How home visits complement, connect and coordinate to improve mental health and other SDOH outcomes for seniors

As health insurance programs increasingly move away from traditional-fee-for-service models to more holistic plans, a growing focus of whole-patient care for seniors is identifying social barriers that keep them from seeking preventive health care.

The pandemic has only underscored the importance of recognizing these challenges, known as social determinants of health, or SDOH, particularly when it comes to mental health.

One recent survey conducted by CVS and Morning Consult shows that 4 in 10 respondents ages 65 and older said they experienced mental health concerns for themselves, family or friends – a 10-percentage point increase compared with 2 years ago.i

Last year, the World Health Organization reported a quarter of Americans 65 and older were considered socially isolated,ii which the Centers for Disease Control says increases a person’s risk of premature death from all causes and increases the risk of dementia by 50%.iii Loneliness is also associated with higher risks of depression, anxiety, and suicide, according to the CDC.

The good news: an increasing number of Americans said the pandemic made them more comfortable reaching out for mental health support, according to the CVS/Morning Consult survey.iv And in-home assessment programs like Optum® HouseCalls are well-positioned to ensure that mental health is part of whole-patient care.

Defragmenting proactive care with the 3Cs

Using the three Cs – complement, connect and coordinate – HouseCalls is working to defragment care and ensure that mental health issues and other barriers to care are being addressed.

First, Optum advanced practice clinicians (APCs) complement a member’s existing care, carefully reviewing their records and working closely with the member’s primary care provider.

Second, Optum APCs connect directly with the member, spending up to an hour in their home doing comprehensive, multi-dimensional health evaluations and screenings that focus on both the physical and SDOH.

“When you see a member in their home, the social determinants of health experienced by a member become recognizable,” said Catherine Caspary, vice president of clinical operations for the Optum HouseCalls program. “You can identify the struggles that these members experience that prohibit them from meeting their health care needs.
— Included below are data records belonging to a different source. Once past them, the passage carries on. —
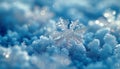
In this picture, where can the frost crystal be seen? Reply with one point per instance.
(59, 34)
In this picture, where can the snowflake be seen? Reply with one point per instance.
(68, 33)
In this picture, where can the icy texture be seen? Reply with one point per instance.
(57, 34)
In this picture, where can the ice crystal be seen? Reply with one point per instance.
(57, 34)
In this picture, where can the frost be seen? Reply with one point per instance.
(57, 34)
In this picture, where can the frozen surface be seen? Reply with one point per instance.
(59, 34)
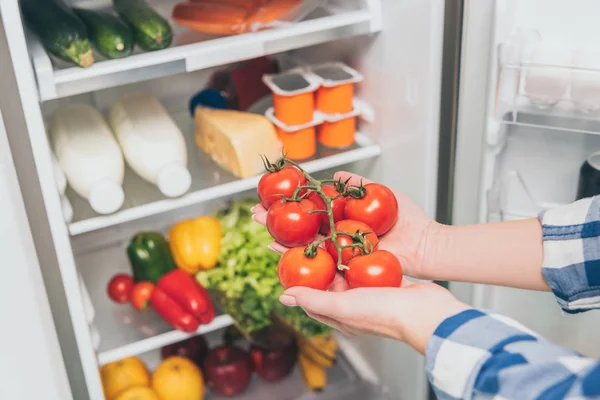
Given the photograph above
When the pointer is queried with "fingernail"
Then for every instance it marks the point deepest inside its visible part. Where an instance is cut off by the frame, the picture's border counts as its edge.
(286, 300)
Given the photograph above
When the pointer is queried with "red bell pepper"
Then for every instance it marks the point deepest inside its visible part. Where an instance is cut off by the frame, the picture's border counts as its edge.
(190, 297)
(172, 312)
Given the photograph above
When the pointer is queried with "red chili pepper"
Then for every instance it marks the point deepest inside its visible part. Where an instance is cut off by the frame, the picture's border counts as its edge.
(187, 292)
(173, 313)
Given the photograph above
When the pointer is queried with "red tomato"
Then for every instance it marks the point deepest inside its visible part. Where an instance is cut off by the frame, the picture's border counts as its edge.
(378, 208)
(352, 227)
(337, 207)
(378, 269)
(290, 223)
(119, 288)
(141, 294)
(284, 182)
(296, 269)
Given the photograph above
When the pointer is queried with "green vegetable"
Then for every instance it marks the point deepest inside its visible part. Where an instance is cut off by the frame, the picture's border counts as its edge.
(245, 279)
(150, 256)
(111, 36)
(60, 31)
(152, 32)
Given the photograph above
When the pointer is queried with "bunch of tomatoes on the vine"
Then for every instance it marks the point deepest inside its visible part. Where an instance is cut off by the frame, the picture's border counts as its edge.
(330, 226)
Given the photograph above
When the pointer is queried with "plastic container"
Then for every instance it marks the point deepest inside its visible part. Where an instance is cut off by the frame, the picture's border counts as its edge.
(336, 92)
(293, 96)
(153, 145)
(232, 17)
(299, 141)
(89, 156)
(338, 130)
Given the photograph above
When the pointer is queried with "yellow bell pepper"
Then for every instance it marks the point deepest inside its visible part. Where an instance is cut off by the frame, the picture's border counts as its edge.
(196, 243)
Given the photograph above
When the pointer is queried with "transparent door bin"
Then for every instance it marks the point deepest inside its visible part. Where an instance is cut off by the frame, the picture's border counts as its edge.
(549, 84)
(511, 199)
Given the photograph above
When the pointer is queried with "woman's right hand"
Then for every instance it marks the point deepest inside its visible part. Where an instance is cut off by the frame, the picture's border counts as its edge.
(410, 239)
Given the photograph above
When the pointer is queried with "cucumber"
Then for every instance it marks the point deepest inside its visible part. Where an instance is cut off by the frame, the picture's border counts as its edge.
(151, 31)
(111, 36)
(61, 32)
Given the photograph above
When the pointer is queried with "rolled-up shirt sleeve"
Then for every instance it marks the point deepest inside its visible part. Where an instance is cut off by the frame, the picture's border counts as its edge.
(571, 240)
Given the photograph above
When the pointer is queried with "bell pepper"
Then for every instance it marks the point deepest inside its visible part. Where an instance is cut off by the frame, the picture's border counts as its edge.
(149, 256)
(182, 302)
(196, 243)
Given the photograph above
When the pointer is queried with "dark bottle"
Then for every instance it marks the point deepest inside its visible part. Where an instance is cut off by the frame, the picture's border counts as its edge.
(589, 177)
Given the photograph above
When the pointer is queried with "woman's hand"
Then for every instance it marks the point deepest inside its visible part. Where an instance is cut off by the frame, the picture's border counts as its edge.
(408, 239)
(410, 314)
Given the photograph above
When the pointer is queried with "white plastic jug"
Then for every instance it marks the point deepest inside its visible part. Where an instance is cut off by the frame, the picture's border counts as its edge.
(89, 156)
(153, 145)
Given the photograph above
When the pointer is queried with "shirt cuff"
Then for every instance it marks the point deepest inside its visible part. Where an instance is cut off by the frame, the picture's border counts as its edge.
(571, 236)
(462, 344)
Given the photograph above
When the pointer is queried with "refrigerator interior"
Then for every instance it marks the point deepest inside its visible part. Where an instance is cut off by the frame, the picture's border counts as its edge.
(541, 125)
(397, 46)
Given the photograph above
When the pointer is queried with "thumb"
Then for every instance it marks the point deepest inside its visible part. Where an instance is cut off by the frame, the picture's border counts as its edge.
(312, 300)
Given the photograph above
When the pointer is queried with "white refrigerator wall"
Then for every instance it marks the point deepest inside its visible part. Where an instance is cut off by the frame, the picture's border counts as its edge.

It’s an impactful component of our in-home program … seeing how they live. And then asking individualized questions during our time with them based on what we are observing.”

Finally, the APCs coordinate with the member’s PCP to help develop a member care plan, which Caspary said can include connections to social workers, care managers and local mental health and other community resources to “give them the timely help that they may need.”

It is not just one and done. It’s about what are the next steps.

Placing mental health at the center of home care

Social isolation, depression and anxiety among seniors have long been common struggles for many seniors but received more attention during the pandemic. That’s why they have always been a key element of consideration with HouseCalls visits.

“We ask detailed questions about how they’re feeling,” Caspary said. “If they answer positive to questions on the depression scale, we go into more detailed questions to understand how best to serve the member. Do they need immediate assistance? Do they need a referral? Based on responses, HouseCalls links members with behavioral services if needed and if the member is agreeable.”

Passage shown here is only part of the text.